И вот уже входная дверь наяривает ему вослед мелодию душещипательного романса, в котором герою желают всей душой: «Если смерти, то мгновенной…».
Ульк?
Да, теперь можно, но еще чуть-чуть повременим. Нет, не потому, что натерпелись такого страху, аж слов нет.
— Знаю, знаю, чем вы огорчены, мои верные соратники, — прервал нашу геройскую грусть врио. — Снова судьба остановила вас в пяти минутах от подвига. Но победу мы с вами все-таки одержали. Славную, блистательную! Нет больше на Самарской Луке гидры серости и угодничества с ее ужасными драконьими головами, набитыми ложными истинами. Ширятся ряды сподвижников благородного Луки Самарыча, вдохновленных вашим легендарным примером. Что же будет завтра, когда вам выпадет счастье пролить кровь во славу эпохи!
Взгляд его поплыл в завтра, то есть на потолок. И тут мы уже не стали более медлить.
Ульк!
* * *
И тут же скорее… Что? Правильно: опровергать небылицы, вымыслы и домыслы.

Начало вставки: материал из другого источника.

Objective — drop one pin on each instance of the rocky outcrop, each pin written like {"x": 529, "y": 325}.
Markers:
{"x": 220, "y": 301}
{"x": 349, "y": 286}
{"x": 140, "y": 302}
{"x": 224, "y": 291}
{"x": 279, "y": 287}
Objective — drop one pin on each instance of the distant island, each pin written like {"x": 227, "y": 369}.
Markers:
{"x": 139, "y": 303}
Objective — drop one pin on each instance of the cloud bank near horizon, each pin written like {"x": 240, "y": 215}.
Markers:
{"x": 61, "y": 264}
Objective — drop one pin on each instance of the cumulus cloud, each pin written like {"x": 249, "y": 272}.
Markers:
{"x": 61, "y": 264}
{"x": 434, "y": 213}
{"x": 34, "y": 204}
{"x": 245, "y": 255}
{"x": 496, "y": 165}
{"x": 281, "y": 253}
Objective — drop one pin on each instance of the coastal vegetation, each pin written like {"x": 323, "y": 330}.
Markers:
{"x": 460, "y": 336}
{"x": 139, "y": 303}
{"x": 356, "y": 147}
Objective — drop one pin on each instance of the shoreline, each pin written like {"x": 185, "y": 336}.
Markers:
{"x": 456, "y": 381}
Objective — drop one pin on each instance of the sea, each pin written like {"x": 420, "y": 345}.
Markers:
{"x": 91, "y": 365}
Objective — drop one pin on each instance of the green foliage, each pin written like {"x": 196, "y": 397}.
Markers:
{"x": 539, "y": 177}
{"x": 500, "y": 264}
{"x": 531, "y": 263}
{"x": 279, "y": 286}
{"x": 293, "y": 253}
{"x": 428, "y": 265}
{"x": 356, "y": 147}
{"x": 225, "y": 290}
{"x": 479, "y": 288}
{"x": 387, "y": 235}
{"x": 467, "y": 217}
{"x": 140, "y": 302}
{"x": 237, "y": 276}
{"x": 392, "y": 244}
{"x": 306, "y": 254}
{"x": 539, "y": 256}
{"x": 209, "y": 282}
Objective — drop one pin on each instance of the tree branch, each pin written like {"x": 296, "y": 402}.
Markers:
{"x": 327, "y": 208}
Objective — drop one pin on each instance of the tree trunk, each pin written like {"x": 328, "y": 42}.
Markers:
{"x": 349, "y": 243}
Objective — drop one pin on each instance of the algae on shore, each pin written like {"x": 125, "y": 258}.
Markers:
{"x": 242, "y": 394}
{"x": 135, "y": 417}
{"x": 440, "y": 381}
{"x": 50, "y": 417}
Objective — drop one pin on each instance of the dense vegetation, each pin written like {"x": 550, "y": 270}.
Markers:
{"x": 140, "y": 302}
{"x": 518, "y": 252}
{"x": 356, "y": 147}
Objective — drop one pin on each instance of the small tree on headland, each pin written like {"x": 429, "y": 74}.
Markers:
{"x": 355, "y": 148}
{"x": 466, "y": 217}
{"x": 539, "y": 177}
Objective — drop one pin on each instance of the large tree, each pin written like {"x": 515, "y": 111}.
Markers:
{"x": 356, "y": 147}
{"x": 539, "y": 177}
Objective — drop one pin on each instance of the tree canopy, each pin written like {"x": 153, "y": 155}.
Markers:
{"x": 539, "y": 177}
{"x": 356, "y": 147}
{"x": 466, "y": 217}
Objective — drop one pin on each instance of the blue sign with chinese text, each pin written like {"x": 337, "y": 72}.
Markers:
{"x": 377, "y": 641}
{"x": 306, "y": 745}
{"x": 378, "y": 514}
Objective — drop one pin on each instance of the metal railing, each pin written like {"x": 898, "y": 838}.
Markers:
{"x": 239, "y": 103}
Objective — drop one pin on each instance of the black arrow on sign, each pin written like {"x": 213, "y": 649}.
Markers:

Небылицу распространило прежде всего, естественно, Общество трезвости. Но ему, что называется, это на роду написано. А вот попробуйте угадать, кто присоединился к трезвенникам. У кого еще язык без костей и как помело? Сроду не угадаете. Представьте себе, что на сей раз язык распустило… Приволжское районное отделение гормилиции. Мы сразу догадались, что это — от зависти к речной милиции, которая находится тут же, в двух шагах.
Короче, небылица беспардонно утверждает, что некто, по паспорту Венедикт Георгиевич Краснощеков, выскочив из «Утеса», помчал как угорелый. Но вовсе не в сторону Волги, чтобы по льдам устремиться навстречу геройской гибели, а совсем в противоположную сторону. В отделение речной милиции, что тут неподалеку.
— Караул! — закричал он с порога. — Спасите меня от ваших сумасшедших из вашего дурдома «Утес»! Они хотят утопить меня в Волге. Спрячьте меня где угодно! Хоть за решеткой.
Дежурный лейтенант проявил истинно колдыбанскую отзывчивость и охотно отвел нежданного гостя в камеру. Жалко, что ли! Все равно в тот день она пустовала, а это, кстати, даже непорядок. Пусть там хоть кто-то будет. Вдруг начальство заглянет, и в камере — пожалуйста: вроде как задержанный. Всё в порядке.
За решеткой Краснощеков быстро успокоился.
— Вы знаете, зачем я пришел? — хитро улыбаясь, спросил он гостеприимного мента. — Чтобы выпить.
— Тогда, наверное, вам лучше пойти в ресторан, в кафе, в рюмочную, — посоветовал тот.
— Я буду выпивать первый раз в жизни.
— Тогда вы точно по адресу, — согласился лейтенант и проверил замок камеры.
Краснощеков на это не реагировал и попросил офицера сходить в магазин за спиртным.
— Коньяк, виски, джин? — поинтересовался учтивый мент-речник.
— О нет, только «Волжскую особую», — пожелал «задержанный».
Лейтенант так зауважал своего нового знакомого, что немедленно выполнил его заказ и даже собственноручно налил ему стакан. Себе, разумеется, тоже.
«Ульк!» — заглотнул первую порцию колдыбанский подданный широкопятого происхождения. Глаза, естественно, — сразу на лоб, рот — варежкой, нос — красным знаменем, из ушей — дым столбом. Но все-таки жив курилка. И уже слышится, даже через меховую шапку, веселый гул. Это катит по извилинам первая волна знаменитой «Волжской».
Лейтенант — вдогонку за гостем.
— Так что за хулиганы напугали вас? — поинтересовался он взамен закуски.
Вместо ответа Краснощеков неожиданно икнул, потом удовлетворенно крякнул и… Левый глаз его вдруг отчаянно замигал, как волжский бакен, на который прет катер с заснувшим рулевым.